A picture of teal waves with lots of foam. Text reads, "Ritalin is my life raft. It keeps me afloat so that I don't struggle to function at a very basic level. When I'm on it, I'm not flailing around aimlessly in the water. I move in a single current with direction and ease."

Ritalin is my life preserver, my life raft. It keeps me afloat so that I don’t have to struggle to function at a very basic level. When I’m on it, I’m not flailing around aimlessly in the water. I move in a single current with direction and ease.

Jumbled thoughts and impulses used to crowd in all around my mind, each demanding to be attended to all at once. My mind would flit from task to task, leaving half-finished projects in my wake. I struggled to begin, switch, and end tasks. Sometimes, I would get so hyper-focused on a single task that hours would pass me by. I labelled myself undisciplined, lacking self control, distracted, impulsive, and lazy.

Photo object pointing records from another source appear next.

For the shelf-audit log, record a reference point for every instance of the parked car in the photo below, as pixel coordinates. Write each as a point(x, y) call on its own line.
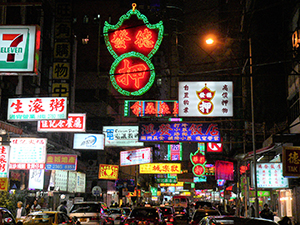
point(234, 220)
point(48, 218)
point(181, 215)
point(168, 213)
point(145, 216)
point(200, 213)
point(118, 215)
point(7, 217)
point(92, 213)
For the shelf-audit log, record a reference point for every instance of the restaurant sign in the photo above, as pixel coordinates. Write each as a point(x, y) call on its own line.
point(179, 132)
point(74, 123)
point(33, 109)
point(291, 161)
point(160, 168)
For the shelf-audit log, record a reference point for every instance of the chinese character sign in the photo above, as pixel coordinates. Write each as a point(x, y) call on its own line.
point(160, 168)
point(291, 161)
point(33, 109)
point(149, 108)
point(108, 171)
point(4, 154)
point(74, 123)
point(181, 131)
point(132, 42)
point(205, 99)
point(19, 48)
point(27, 153)
point(61, 162)
point(269, 175)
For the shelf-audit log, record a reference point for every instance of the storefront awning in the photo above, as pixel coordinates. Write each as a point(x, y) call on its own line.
point(249, 155)
point(10, 128)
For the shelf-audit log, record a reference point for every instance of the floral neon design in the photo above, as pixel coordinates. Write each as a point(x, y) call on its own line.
point(144, 39)
point(120, 38)
point(135, 72)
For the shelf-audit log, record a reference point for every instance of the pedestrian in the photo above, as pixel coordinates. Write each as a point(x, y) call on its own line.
point(63, 207)
point(35, 206)
point(285, 221)
point(267, 213)
point(27, 208)
point(20, 212)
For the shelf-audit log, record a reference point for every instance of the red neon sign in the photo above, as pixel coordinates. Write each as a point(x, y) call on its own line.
point(132, 74)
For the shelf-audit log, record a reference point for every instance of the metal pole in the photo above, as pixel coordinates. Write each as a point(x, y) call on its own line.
point(253, 130)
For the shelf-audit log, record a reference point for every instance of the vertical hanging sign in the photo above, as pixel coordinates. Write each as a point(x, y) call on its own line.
point(132, 42)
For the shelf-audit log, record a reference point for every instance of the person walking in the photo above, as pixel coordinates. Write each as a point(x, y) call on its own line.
point(20, 212)
point(267, 213)
point(35, 206)
point(63, 207)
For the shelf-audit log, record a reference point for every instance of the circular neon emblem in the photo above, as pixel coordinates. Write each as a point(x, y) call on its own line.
point(132, 74)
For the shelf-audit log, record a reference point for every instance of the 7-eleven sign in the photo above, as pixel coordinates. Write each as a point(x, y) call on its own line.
point(19, 46)
point(214, 147)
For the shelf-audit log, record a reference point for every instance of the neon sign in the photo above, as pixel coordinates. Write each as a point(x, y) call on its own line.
point(148, 108)
point(132, 42)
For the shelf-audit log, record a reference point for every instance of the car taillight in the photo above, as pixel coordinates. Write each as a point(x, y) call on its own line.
point(94, 218)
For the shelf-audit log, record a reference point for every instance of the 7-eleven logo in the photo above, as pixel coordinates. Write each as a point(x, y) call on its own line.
point(12, 49)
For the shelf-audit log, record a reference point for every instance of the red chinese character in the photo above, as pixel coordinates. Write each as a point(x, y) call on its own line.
point(135, 73)
point(119, 38)
point(164, 109)
point(57, 105)
point(164, 129)
point(36, 106)
point(150, 108)
point(136, 108)
point(2, 150)
point(18, 106)
point(144, 39)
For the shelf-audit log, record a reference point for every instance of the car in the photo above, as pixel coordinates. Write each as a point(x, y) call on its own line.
point(181, 215)
point(200, 213)
point(48, 217)
point(145, 216)
point(168, 213)
point(118, 215)
point(234, 220)
point(7, 217)
point(92, 213)
point(203, 204)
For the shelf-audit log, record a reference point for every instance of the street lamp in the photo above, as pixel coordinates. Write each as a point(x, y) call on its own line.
point(210, 41)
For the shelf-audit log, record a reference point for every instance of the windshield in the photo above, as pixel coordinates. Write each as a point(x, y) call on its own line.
point(145, 213)
point(81, 208)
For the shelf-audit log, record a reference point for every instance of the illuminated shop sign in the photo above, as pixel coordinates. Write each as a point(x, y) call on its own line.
point(205, 99)
point(19, 48)
point(61, 162)
point(74, 123)
point(160, 168)
point(27, 153)
point(89, 141)
point(269, 175)
point(110, 172)
point(165, 132)
point(4, 156)
point(132, 42)
point(36, 179)
point(136, 157)
point(122, 136)
point(33, 109)
point(291, 161)
point(148, 108)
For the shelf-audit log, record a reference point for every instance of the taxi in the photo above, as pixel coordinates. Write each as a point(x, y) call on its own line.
point(48, 218)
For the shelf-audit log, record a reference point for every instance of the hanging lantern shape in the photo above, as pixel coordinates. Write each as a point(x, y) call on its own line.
point(132, 42)
point(199, 161)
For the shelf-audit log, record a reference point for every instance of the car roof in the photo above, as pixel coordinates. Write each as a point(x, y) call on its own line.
point(242, 220)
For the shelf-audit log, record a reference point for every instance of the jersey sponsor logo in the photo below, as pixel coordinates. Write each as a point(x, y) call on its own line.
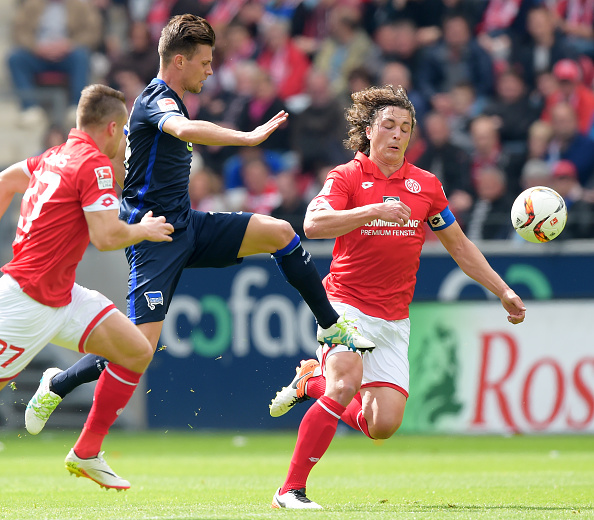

Since starting Ritalin, I’ve felt my confidence soar, my anxiety levels plummet, and my outlook on life brighten. I’ve been able to look at myself through an even more accurate lens than with just my ASD diagnosis. I’m not lazy; I’ve been working hard just to function. I’m not undisciplined; my mind is moving too fast to focus on one thing for very long. I’m not unusually lacking in self control; I have ADD.

Now begins my quest to adapt to my new normal. For so long now, my life has been built around my excessive sleepiness and exhaustion. It’s been built around my need to hide my frantic, scatter-brained, hyperactive, 90 mph anxiety-inducing mind and my hyper-focused binges. But now that I have the life raft that is Ritalin to help keep me afloat, I can start focusing on things I haven’t dreamt of in a decade.

(…Yes, pun intended.)

 

[image description: A photograph of teal waves with lots of white foam swirled through them.]